The result for "31.08.2014" must be:
{
"_id" : ObjectId("54023e8bcef998273f36041d"),
"shop" : "shop1",
"name" : "product1",
"items" : [
{
"date" : "31.08.2014",
"purchasePrice" : 10,
"sellingPrice" : 1,
"count" : 5
}
]
}
What you are looking for is the positional $ operator and "projection". For a single field you need to match the required array element using "dot notation", for more than one field use $elemMatch:
db.products.find(
{ "items.date": "31.08.2014" },
{ "shop": 1, "name":1, "items.$": 1 }
)
Or the $elemMatch for more than one matching field:
db.products.find(
{ "items": {
"$elemMatch": { "date": "31.08.2014", "purchasePrice": 1 }
}},
{ "shop": 1, "name":1, "items.$": 1 }
)
These work for a single array element only though and only one will be returned. If you want more than one array element to be returned from your conditions then you need more advanced handling with the aggregation framework.
db.products.aggregate([
{ "$match": { "items.date": "31.08.2014" } },
{ "$unwind": "$items" },
{ "$match": { "items.date": "31.08.2014" } },
{ "$group": {
"_id": "$_id",
"shop": { "$first": "$shop" },
"name": { "$first": "$name" },
"items": { "$push": "$items" }
}}
])
Or possibly in shorter/faster form since MongoDB 2.6 where your array of items contains unique entries:
db.products.aggregate([
{ "$match": { "items.date": "31.08.2014" } },
{ "$project": {
"shop": 1,
"name": 1,
"items": {
"$setDifference": [
{ "$map": {
"input": "$items",
"as": "el",
"in": {
"$cond": [
{ "$eq": [ "$$el.date", "31.08.2014" ] },
"$$el",
false
]
}
}},
[false]
]
}
}}
])
Or possibly with $redact, but a little contrived:
db.products.aggregate([
{ "$match": { "items.date": "31.08.2014" } },
{ "$redact": {
"$cond": [
{ "$eq": [ { "$ifNull": [ "$date", "31.08.2014" ] }, "31.08.2014" ] },
"$$DESCEND",
"$$PRUNE"
]
}}
])
More modern, you would use $filter:
db.products.aggregate([
{ "$match": { "items.date": "31.08.2014" } },
{ "$addFields": {
"items": {
"input": "$items",
"cond": { "$eq": [ "$$this.date", "31.08.2014" ] }
}
}}
])
And with multiple conditions, the $elemMatch and $and within the $filter:
db.products.aggregate([
{ "$match": {
"$elemMatch": { "date": "31.08.2014", "purchasePrice": 1 }
}},
{ "$addFields": {
"items": {
"input": "$items",
"cond": {
"$and": [
{ "$eq": [ "$$this.date", "31.08.2014" ] },
{ "$eq": [ "$$this.purchasePrice", 1 ] }
]
}
}
}}
])
So it just depends on whether you always expect a single element to match or multiple elements, and then which approach is better. But where possible the .find() method will generally be faster since it lacks the overhead of the other operations, which in those last to forms does not lag that far behind at all.

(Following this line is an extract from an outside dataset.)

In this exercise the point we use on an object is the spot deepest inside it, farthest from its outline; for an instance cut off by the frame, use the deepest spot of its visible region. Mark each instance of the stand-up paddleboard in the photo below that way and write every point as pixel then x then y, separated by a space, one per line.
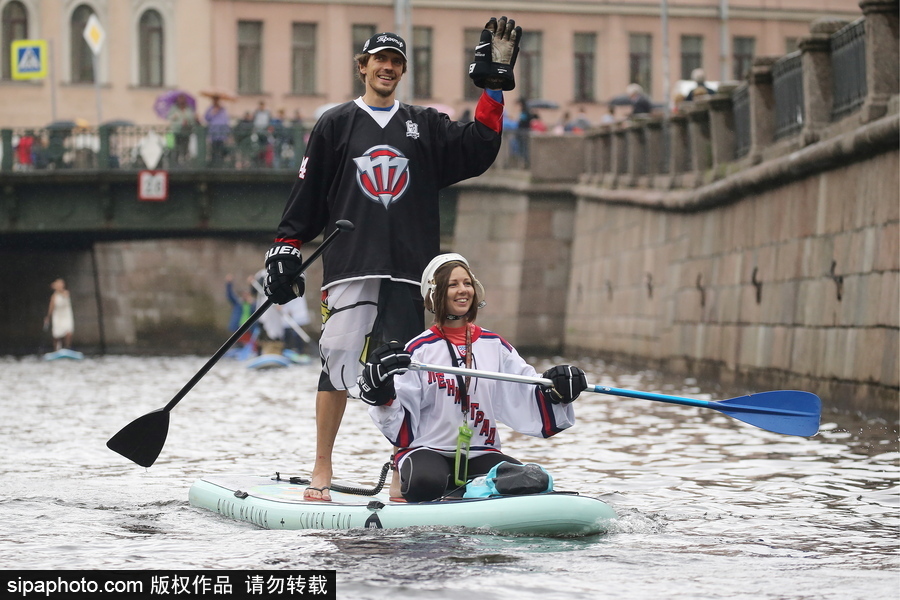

As a side note, your "dates" are represented as strings which is not a very good idea going forward. Consider changing these to proper Date object types, which will greatly help you in the future.
Based on Neil Lunn's code I work with this solution, it includes automatically all first level keys (but you could also exclude keys if you want):
db.products.find(
{ "items.date": "31.08.2014" },
{ "shop": 1, "name":1, "items.$": 1 }
{ items: { $elemMatch: { date: "31.08.2014" } } },
)
With multiple requirements:
db.products.find(
{ "items": {
"$elemMatch": { "date": "31.08.2014", "purchasePrice": 1 }
}},
{ items: { $elemMatch: { "date": "31.08.2014", "purchasePrice": 1 } } },
)
Mongo supports dot notation for sub-queries.
See: http://docs.mongodb.org/manual/reference/glossary/#term-dot-notation
Depending on your driver, you want something like:
db.products.find({"items.date":"31.08.2014"});
Note that the attribute is in quotes for dot notation, even if usually your driver doesn't require this.